Simington and the Club weren’t the only ones causing concern for Britain at this time. Running parallel to this saga was a threat with more far-reaching consequences. Just two months prior to the arrest of Simington, Scotland Yard and the Secret Service had learned that Patrick McCartan of the as yet unrecognised Irish Republic had made clandestine trips in Moscow to negotiate a treaty between the Soviets and the Dáil Éireann. The trip had been made during the latter half of May and by September 1920, possible collusion between the Bolsheviks in Russia and ‘Feiners’ in the Irish Republic was looking more plausible by the day.

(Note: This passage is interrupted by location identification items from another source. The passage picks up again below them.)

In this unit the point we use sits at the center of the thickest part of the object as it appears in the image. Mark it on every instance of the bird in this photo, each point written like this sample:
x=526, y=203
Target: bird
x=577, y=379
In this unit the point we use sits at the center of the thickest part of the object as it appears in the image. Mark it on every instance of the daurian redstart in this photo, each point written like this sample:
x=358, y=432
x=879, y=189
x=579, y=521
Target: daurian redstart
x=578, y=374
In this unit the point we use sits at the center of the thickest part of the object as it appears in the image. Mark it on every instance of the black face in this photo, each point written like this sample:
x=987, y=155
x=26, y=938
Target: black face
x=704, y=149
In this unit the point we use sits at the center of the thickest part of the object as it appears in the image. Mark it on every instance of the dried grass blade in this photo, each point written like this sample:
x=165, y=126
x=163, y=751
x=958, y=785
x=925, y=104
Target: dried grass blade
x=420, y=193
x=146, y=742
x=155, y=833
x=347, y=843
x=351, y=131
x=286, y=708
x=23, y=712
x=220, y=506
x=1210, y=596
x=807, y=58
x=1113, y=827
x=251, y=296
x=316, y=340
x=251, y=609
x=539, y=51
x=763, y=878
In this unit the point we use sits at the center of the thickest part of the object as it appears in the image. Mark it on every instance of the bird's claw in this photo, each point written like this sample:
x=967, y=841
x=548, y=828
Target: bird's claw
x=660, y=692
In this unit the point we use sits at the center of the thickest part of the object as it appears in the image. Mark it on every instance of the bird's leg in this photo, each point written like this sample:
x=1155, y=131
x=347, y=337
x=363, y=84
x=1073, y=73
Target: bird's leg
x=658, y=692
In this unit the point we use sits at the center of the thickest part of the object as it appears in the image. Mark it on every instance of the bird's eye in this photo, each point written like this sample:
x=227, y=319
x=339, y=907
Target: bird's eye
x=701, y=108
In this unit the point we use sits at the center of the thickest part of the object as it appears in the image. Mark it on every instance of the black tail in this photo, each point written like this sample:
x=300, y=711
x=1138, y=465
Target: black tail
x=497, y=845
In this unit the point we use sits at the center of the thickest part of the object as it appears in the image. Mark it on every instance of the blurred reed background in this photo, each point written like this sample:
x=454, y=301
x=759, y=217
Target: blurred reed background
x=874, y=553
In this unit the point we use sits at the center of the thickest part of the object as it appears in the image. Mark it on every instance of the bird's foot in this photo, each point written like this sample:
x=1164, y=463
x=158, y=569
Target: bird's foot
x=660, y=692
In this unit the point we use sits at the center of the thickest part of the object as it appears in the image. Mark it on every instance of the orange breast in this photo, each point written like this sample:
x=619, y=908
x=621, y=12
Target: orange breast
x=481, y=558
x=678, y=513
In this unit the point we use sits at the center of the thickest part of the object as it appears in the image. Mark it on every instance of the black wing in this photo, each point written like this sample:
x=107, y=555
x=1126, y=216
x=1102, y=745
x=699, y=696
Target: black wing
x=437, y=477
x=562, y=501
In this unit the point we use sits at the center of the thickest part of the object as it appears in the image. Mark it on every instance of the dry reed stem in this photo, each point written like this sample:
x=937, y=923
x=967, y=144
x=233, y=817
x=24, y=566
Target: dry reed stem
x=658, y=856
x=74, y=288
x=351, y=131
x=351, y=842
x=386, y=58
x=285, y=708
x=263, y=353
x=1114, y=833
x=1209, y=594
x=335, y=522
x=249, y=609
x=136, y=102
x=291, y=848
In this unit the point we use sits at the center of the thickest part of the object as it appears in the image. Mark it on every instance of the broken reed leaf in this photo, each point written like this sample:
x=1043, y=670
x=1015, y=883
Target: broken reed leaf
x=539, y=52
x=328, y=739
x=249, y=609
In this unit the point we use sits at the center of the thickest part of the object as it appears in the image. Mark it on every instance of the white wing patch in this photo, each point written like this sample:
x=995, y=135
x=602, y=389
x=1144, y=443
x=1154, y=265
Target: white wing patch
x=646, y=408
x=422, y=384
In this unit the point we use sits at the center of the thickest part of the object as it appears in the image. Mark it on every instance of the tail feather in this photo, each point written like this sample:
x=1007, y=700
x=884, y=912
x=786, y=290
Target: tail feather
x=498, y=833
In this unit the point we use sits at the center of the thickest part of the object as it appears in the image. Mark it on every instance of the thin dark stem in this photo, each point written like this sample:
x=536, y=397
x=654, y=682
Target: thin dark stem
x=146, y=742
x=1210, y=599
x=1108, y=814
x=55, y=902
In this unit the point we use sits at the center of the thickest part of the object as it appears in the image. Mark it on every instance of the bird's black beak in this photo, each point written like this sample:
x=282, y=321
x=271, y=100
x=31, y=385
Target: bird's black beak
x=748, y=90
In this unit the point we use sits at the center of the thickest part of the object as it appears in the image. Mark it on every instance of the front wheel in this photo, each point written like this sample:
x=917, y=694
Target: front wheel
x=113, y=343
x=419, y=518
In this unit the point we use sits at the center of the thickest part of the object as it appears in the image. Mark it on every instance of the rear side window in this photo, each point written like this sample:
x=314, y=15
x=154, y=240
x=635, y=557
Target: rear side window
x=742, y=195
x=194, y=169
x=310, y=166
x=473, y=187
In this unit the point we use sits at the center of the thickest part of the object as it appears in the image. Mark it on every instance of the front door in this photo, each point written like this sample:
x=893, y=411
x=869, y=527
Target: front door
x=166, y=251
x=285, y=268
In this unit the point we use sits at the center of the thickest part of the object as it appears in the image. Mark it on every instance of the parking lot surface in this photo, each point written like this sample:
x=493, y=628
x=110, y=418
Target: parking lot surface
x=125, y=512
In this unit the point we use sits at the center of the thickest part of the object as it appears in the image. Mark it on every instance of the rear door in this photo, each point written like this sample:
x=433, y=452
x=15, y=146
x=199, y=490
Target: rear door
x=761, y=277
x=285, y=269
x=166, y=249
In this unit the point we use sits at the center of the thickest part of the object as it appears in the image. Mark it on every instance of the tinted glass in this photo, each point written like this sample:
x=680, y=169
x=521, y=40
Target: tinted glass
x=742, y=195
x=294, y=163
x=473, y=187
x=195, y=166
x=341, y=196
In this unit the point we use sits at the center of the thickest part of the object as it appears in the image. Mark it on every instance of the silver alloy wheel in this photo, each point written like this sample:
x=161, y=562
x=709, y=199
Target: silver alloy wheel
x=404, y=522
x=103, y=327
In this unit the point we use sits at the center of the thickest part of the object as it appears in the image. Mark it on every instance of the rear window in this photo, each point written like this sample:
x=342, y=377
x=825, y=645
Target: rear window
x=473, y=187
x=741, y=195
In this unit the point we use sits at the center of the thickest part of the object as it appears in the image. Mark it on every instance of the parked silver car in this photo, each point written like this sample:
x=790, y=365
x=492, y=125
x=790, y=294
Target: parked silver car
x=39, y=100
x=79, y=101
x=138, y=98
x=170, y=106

Irish Justice Minister, Denis Henry hastily prepared a government white paper on the threat that such a treaty would pose to Britain. The white paper featured a copy of a memorandum signed by the Irish Republic’s Minister of Propaganda, Desmond FitzGerald (see: Intercourse Between Bolshevism and Sinn Fein, Parliamentary Papers, Session 1921, Vol. XXIX, p.489). Russia was the only country in the world at this time that had formally recognized the Irish Republic. More significantly for Victor, it was his old Liverpool and Belfast comrade, Jim Larkin who presented the most imminent danger.

In September 1920, the indomitable Belfast strike leader was serving time in a New York prison for acts of ‘criminal anarchy’ but it was feared that Larkin’s extensive militant network may have played a role in one of the dealiest peacetime attacks on American soil. The Wall Street Bombing was carried out on September 16th 1920., just twelve days before Grayson went missing. A horse-drawn wagon had been parked across the road from the headquarters of the JP Morgan bank, and at noon over 100 lbs of dynamite and 500 lbs of iron tore through the air. There were close to 50 fatalities, hundreds of injuries and more than two million pounds worth of damage had been inflicted on neighbouring buildings. During his time in the US the Irish Labour Leader had joined the Socialist Party of America. He was subsequently expelled from the party for contact with the Soviets. His arrest on November 9th 1919, had coincided with raids on the New York headquarters of the Russian Soviet (Leeds Mercury 10 November 1919).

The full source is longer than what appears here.